TEHRAN (Reuters) - Iran's reformist majority in parliament, under counter-attack from clerical conservatives, issued an open letter to the nation Sunday reaffirming its claim to the mantle of political and social change.

A week after supreme leader Ayatollah Ali Khamenei intervened to kill debate on a proposed relaxation of press curbs, centerpiece of the reform agenda in the new parliament, 148 deputies signed a pledge to pursue their program.

The MPs, comprising more than half the 290-seat chamber, also denounced their conservative rivals and charged them with exploiting last week's crisis over the press bill in order to paint the reform movement as anti-clerical and un-Islamic.

``We will do all that is in our power to carry out our legal duties,'' said the letter, read aloud by Mohammad Qomi, a veteran MP from Varamin, southwest of Tehran.

``The bill to reform the press law was prepared according to legal criteria to create better grounds for free press activities, but its removal from parliament's agenda after the leader's letter was used as a pretext by the opponents of reform to take revenge.''

Khamenei's intervention prompted two days of angry rallies outside parliament by hard-liners who branded the reform movement as opposed to Iran's revolutionary and Islamic values.

Warning To Conservatives

Several pro-reform MPs who had backed the press law changes at a tumultuous public session after Khamenei's move have found themselves singled out for criticism in Friday prayer sermons and in the conservative press.

``We, your representatives, are absolutely sure that the recent commotion will not have any adverse effect in your will for reform,'' the reformists' letter said.

``As your representatives we warn the reactionary and opportunist currents to cease their unsuccessful attempts to make the nation lose faith in reform.''

The broad reform movement emerged from recent parliamentary elections with a strong public mandate.
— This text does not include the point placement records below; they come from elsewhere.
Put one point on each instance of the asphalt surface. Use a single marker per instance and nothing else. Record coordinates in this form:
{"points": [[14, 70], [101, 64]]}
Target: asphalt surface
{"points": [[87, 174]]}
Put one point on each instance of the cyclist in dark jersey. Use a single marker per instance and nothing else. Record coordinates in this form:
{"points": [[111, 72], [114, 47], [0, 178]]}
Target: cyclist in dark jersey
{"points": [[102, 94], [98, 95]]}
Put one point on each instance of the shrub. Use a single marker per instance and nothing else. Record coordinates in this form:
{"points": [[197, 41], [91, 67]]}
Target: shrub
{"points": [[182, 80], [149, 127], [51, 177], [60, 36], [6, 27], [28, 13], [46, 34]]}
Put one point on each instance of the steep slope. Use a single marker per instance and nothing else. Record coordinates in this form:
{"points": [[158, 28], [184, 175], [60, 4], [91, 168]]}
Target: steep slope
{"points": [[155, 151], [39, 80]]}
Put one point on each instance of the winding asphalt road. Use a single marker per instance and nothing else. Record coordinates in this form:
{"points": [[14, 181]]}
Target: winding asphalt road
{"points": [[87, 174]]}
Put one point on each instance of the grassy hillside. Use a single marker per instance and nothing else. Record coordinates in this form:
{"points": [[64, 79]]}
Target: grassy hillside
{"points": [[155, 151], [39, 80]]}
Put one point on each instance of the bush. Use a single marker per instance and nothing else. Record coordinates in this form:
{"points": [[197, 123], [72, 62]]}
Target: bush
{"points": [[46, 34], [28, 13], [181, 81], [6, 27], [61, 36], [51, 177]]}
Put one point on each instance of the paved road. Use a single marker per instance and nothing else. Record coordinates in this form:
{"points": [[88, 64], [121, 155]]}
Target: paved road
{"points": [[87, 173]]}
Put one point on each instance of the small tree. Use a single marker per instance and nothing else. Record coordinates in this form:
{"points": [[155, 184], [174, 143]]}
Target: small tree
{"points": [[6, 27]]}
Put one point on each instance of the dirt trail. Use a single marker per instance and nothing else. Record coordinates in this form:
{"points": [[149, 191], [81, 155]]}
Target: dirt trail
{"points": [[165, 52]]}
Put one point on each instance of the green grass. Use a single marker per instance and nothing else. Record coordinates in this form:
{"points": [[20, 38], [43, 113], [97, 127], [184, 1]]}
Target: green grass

Reform leaders estimate they can summon as many as 216 MPs to back some of their agenda.

But the limits of parliament's powers were put on full display on August 6 by Khamenei's unexpected and forceful intervention. Under Iran's Islamic constitution, the leader has final say on matters of state.

The move, which killed press reform for the time being, also gave the green light to a renewed crackdown on independent media.

Crackdown Picks Up Speed

Since Khamenei's letter to deputies warning that reform of the press threatened Islam and the revolution, hard-liners in control of the judiciary have closed the last major pro-reform daily and imprisoned more editors and journalists.

The conservative-led Press Court jailed award-winning satirist Ebrahim Nabavi at the weekend, and another reformist journalist was expected to be jailed Sunday, pending trial.

The same court has summoned the publisher of a short-lived weekly to appear Wednesday.

Two dozen pro-reform publications have been closed since April, when the judiciary first ordered the mass closure of the independent press.

That campaign began after Khamenei publicly identified leading reformist publications as ``bases of the enemy.''

However, a public opinion survey by the ministry of culture, the key patron of the independent press, shows that most Iranians do not agree newspapers should be closed for alleged insults to Islamic values.

Rather, most regular newspaper readers who were surveyed blamed ``factionalism'' for the newspaper bans and they called on President Mohammad Khatami, himself a former newspaper publisher, to do more to protect the publications.